Emergic: Rajesh Jain's Blog

Emergic: Rajesh Jain's Blog header image 2

Amazon’s New Search

October 24th, 2003 · No Comments

Search is turning out to be a big focus area for many. Google’s success (it is now considering an online IPO auction that could value the company at more than USD 15 billion) has highlighted the importance of one of the key activities that we do on the Net. expect all kinds of specialised searches to be possible. One such initiative is by Amazon.

News.com reports on Amazon’s “Search Inside the Book” feature, which “allows you to search millions of pages to find exactly the book you want to buy. Now instead of just displaying books whose title, author, or publisher-provided keywords match your search terms, your search results will surface titles based on every word inside the book.”

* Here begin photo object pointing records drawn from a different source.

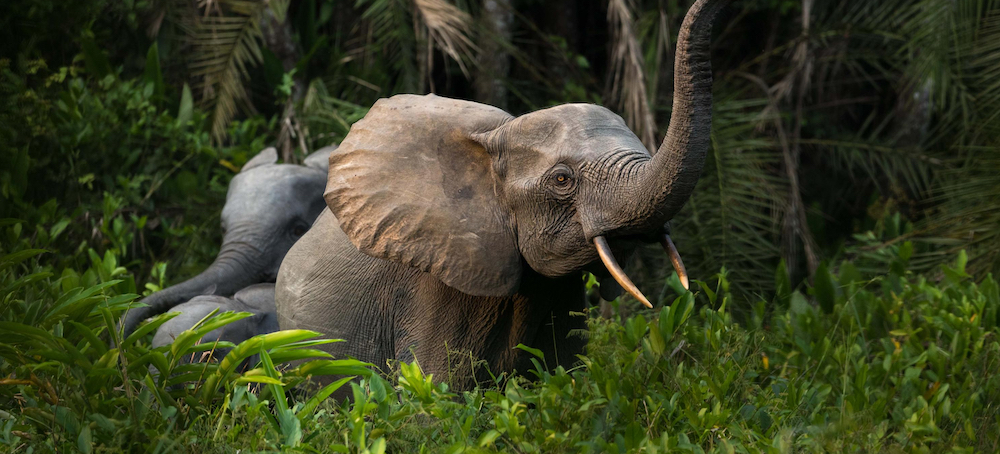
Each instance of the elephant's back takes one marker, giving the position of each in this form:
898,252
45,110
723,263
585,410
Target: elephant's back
326,285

What is interesting about this is that this is opening up the digital content that has remained invisible so far. Wired has more:

An ingenious attempt to illuminate the dark region of books is under way at Amazon.com. Over the past spring and summer, the company created an unrivaled digital archive of more than 120,000 books. The goal is to quickly add most of Amazon’s multimillion-title catalog. The entire collection is searchable, and every page is viewable.

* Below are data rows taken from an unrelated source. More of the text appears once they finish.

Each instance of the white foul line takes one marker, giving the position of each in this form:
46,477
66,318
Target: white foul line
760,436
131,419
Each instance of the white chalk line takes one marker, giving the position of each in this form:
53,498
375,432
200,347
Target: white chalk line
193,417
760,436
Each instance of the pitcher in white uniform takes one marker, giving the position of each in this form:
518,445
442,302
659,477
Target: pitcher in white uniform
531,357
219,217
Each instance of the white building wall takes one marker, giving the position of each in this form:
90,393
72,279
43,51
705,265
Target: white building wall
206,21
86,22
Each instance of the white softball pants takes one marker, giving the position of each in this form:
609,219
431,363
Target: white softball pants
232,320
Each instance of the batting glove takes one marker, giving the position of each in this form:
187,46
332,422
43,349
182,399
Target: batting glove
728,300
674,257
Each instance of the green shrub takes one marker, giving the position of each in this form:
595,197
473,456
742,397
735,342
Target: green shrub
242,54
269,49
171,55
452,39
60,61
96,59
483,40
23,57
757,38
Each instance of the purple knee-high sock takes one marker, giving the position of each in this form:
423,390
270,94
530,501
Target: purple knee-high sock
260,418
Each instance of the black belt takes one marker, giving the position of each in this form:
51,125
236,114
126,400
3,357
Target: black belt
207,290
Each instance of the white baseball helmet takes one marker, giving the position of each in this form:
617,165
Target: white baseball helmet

The Amazon archive is dizzying not because it unearths books that would necessarily have languished in obscurity, but because it renders their contents instantly visible in response to a search. It allows quick query revisions, backtracking, and exploration. It provides a new form of map.

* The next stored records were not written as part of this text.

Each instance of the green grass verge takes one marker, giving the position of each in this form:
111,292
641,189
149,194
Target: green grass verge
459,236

Getting to this point represents a significant technological feat. Most of the material in the archive comes from scanned pages of actual books. This may be surprising, given that most books today are written on PCs, e-mailed to publishers, typeset on computers, and printed on digital presses. But many publishers still do not have push-button access to the digital files of the books they put out. Insofar as the files exist, they are often scattered around the desktops of editors, designers, and contract printers. For books more than a few years old, complete digital files may be lost. John Wiley & Sons contributed 5,000 titles to the Amazon project — all of them in physical form.

Fortunately, mass scanning has grown increasingly feasible, with the cost dropping to as low as $1 each. Amazon sent some of the books to scanning centers in low-wage countries like India and the Philippines; others were run in the United States using specialty machines to ensure accurate color and to handle oversize volumes. Some books can be chopped out of their bindings and fed into scanners, others have to be babied by a human, who turns pages one by one. Remarkably, Amazon was already doing so much data processing in its regular business that the huge task of reading the images of the books and converting them into a plain-text database was handled by idle computers at one of the company’s backup centers.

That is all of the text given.